On the notion of scalar product for finite-dimensional diffeological vector spaces

TL;DR

This paper introduces the concept of pseudo-metrics for finite-dimensional diffeological vector spaces to address the limitations of smooth scalar products, and explores their properties and implications for subspaces and dual spaces.

Contribution

It proposes pseudo-metrics as a way to generalize scalar products in diffeological vector spaces and analyzes their effects on subspace splitting and dual space structures.

Findings

Pseudo-metrics are the least-degenerate symmetric bilinear forms on diffeological spaces.

Not all subspaces of a diffeological vector space split smoothly as direct summands.
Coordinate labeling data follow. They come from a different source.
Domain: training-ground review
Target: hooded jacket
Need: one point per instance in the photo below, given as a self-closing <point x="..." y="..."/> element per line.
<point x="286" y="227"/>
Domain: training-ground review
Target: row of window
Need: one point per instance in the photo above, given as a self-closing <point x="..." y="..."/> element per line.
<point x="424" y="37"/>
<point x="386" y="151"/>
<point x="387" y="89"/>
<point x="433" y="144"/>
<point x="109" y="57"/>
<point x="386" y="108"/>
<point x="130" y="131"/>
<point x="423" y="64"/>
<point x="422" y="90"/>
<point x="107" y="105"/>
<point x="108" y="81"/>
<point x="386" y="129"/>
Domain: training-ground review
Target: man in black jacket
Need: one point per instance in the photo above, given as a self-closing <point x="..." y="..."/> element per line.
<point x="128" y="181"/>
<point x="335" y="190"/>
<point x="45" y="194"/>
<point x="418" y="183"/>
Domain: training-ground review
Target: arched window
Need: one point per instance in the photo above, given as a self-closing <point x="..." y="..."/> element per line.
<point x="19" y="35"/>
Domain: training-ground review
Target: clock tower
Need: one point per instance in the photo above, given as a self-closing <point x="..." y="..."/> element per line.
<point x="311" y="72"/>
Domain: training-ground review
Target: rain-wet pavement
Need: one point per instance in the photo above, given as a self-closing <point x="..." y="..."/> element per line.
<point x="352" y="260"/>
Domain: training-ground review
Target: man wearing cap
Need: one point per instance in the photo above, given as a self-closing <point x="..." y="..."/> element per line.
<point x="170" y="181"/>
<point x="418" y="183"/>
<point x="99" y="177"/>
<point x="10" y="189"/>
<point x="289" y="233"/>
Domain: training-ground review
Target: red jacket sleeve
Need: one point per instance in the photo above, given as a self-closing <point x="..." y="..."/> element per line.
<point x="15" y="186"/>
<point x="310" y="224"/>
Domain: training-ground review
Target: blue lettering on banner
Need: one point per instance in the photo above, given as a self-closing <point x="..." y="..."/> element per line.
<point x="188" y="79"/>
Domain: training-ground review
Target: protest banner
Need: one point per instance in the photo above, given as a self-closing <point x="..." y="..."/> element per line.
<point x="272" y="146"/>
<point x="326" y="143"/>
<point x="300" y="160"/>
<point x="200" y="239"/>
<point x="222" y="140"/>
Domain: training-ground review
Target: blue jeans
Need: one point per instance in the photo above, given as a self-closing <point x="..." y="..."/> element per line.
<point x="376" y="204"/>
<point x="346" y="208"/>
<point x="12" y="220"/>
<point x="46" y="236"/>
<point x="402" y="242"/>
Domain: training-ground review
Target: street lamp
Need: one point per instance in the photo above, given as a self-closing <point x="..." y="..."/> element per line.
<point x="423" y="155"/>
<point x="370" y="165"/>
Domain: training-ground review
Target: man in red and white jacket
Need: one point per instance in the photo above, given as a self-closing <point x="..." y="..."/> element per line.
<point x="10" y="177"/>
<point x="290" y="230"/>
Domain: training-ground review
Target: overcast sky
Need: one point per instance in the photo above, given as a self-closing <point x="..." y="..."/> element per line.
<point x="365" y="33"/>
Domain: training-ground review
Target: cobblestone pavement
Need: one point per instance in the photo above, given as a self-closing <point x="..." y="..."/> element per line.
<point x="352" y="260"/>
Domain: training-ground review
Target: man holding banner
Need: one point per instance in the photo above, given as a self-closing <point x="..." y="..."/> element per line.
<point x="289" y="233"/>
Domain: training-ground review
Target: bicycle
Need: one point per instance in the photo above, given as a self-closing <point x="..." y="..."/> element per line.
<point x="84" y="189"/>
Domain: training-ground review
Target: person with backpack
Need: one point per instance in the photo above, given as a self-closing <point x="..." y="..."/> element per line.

The diffeological dual always has the standard diffeology, and pseudo-metrics induce smooth scalar products on duals.

Abstract

It is known that the only finite-dimensional diffeological vector space that admits a diffeologically smooth scalar product is the standard space of appropriate dimension. In this note we consider a way to circumnavigate this issue, by introducing a notion of pseudo-metric, which, said informally, is the least-degenerate symmetric bilinear form on a given space. We apply this notion to make some observation on subspaces which split off as smooth direct summands (providing examples which illustrate that not all subspaces do), and then to show that the diffeological dual of a finite-dimensional diffeological vector space always has the standard diffeology and in particular, any pseudo-metric on the initial space induces, in the obvious way, a smooth scalar product on the dual.